Impact of VAT and Air Passenger Duty on Tourism in Northern Ireland
(Call for Evidence Open to 5 June 2018)
The government is asking for input on how VAT and APD affect tourism in Northern Ireland. Many other countries in the EU adopt reduced rates of VAT for tourism and hospitality-based sectors – notably, Ireland’s comparable rate is just 9%.
Tax Treatment of Heated Tobacco Products
The consultation relates to a new innovation in the tobacco sector, namely heating, rather than burning tobacco. It does not relate to e-cigarettes, which do not contain tobacco. As well as summarising the responses to the earlier consultation, the paper says that the government is minded to create a new excise category for this sector.
Cash and Digital Payments
(Consultation Document Open to 5 June 2018)
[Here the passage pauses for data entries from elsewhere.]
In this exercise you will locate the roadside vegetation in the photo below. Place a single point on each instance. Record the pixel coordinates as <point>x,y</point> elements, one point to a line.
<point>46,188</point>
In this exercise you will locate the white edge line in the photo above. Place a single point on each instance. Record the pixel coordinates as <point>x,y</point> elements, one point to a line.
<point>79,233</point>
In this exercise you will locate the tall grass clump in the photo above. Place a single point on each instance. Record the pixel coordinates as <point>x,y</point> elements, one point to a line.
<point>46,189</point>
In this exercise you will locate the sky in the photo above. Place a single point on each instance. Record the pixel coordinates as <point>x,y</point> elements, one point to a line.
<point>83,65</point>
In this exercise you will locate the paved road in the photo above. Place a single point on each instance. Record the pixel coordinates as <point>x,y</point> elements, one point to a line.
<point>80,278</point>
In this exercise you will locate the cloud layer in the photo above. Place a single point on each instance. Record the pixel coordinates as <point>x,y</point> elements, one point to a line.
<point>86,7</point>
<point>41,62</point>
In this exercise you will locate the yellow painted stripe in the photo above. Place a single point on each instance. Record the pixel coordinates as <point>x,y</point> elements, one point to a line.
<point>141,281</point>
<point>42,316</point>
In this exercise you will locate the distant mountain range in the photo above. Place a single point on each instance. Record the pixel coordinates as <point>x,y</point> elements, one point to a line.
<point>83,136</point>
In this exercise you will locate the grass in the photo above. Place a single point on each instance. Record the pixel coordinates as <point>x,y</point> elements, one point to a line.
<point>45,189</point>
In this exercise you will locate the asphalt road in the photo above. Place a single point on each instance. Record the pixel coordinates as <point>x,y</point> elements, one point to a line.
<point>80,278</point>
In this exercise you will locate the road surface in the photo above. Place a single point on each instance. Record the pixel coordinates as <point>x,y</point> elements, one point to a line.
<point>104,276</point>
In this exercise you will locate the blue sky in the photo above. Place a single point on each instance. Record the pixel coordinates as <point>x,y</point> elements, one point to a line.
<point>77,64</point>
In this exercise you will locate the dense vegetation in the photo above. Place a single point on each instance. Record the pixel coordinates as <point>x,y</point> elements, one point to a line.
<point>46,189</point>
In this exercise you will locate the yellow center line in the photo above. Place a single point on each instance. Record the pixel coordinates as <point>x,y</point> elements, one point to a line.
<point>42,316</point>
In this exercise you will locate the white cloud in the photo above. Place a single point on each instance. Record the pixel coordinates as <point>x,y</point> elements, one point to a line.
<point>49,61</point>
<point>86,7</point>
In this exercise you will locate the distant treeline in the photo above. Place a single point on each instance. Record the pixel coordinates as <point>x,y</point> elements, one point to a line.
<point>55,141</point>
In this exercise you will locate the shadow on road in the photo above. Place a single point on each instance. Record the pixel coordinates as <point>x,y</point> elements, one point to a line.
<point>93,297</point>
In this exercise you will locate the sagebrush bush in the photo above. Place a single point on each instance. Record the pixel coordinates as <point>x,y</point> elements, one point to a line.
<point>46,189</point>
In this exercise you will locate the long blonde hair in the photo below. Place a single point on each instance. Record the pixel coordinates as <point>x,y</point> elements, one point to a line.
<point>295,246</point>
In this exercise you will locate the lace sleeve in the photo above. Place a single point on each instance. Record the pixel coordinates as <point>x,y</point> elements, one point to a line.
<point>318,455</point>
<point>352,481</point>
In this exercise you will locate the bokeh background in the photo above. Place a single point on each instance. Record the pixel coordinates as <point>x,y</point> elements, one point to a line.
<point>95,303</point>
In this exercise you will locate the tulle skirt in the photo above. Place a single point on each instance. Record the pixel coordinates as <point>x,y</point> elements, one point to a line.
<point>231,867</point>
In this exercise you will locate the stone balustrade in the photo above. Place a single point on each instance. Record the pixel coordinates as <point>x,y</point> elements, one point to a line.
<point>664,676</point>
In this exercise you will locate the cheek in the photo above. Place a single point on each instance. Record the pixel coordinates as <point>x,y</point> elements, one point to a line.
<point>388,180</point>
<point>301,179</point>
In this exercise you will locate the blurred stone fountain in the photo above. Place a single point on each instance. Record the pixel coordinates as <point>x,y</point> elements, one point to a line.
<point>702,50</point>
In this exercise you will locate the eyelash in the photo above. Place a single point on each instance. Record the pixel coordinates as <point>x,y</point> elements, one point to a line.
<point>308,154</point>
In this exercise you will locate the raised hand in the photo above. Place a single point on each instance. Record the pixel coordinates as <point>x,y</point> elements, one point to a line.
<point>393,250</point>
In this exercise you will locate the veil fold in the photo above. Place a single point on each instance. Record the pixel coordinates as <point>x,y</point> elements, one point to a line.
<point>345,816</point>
The government has issued a fresh Call for Evidence on the use of cash in the “New Economy”, so that it can understand how the transition from cash to digital payments impacts on different sectors, regions and demographics. The government wants to ensure people still have the ability to pay by cash if they need to, but wants to make life harder for those who want to use cash to evade tax or launder money. There are aspects on improving access / reducing barriers to digital payment systems as well. This follows on from HMRC’s Call for Evidence on cash in the hidden economy, in 2015 and 2016.